INTERNET PROTOCOL

Introduction

      The internet protocols are the world’s most popular open-system (nonproprietary) protocol suite because they can be used to communicate across any set of interconnected networks and are equally well suited for LAN and WAN communication protocols, of which the two best known are the Transmission Control Protocol (TCP) and the Internet Protocol (IP), but it also specifies common applications such as electronic mail, terminal emulation and file transfer.

      Internet Protocols were first developed in the mid-1970s, when Defense Advanced Research Projects Agency (DARPA) became interested in establishing a packet-switched network that would facilitate communication between dissimilar computer systems at research institutions. TCP/IP later was included with Berkeley Software Distribution (BSD) UNIX and has since become the foundation on which the Internet and the World Wide Web (WWW) are based.

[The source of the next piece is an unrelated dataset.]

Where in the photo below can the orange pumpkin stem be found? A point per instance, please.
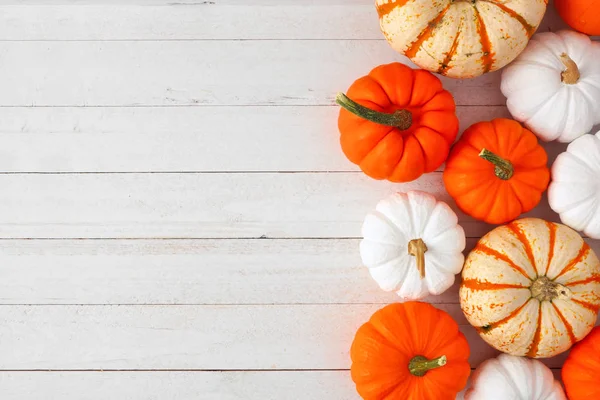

      The Internet protocol (IP) is a network-layer (Layer 3) protocol that contains addressing information and some control information that enables packets to be routed. IP is documented in RFC 791 and is the primary network-layer protocol in the internet protocol suite. Along with the Transmission Control Protocol (TCP), IP represents the heart of the Internet protocols. IP has two primary responsibilities which are providing connectionless, best-effort delivery of datagram’s through an internet work, and providing fragmentation and reassembly of datagram’s to support data links with different maximum-transmission unit (MTU) sizes.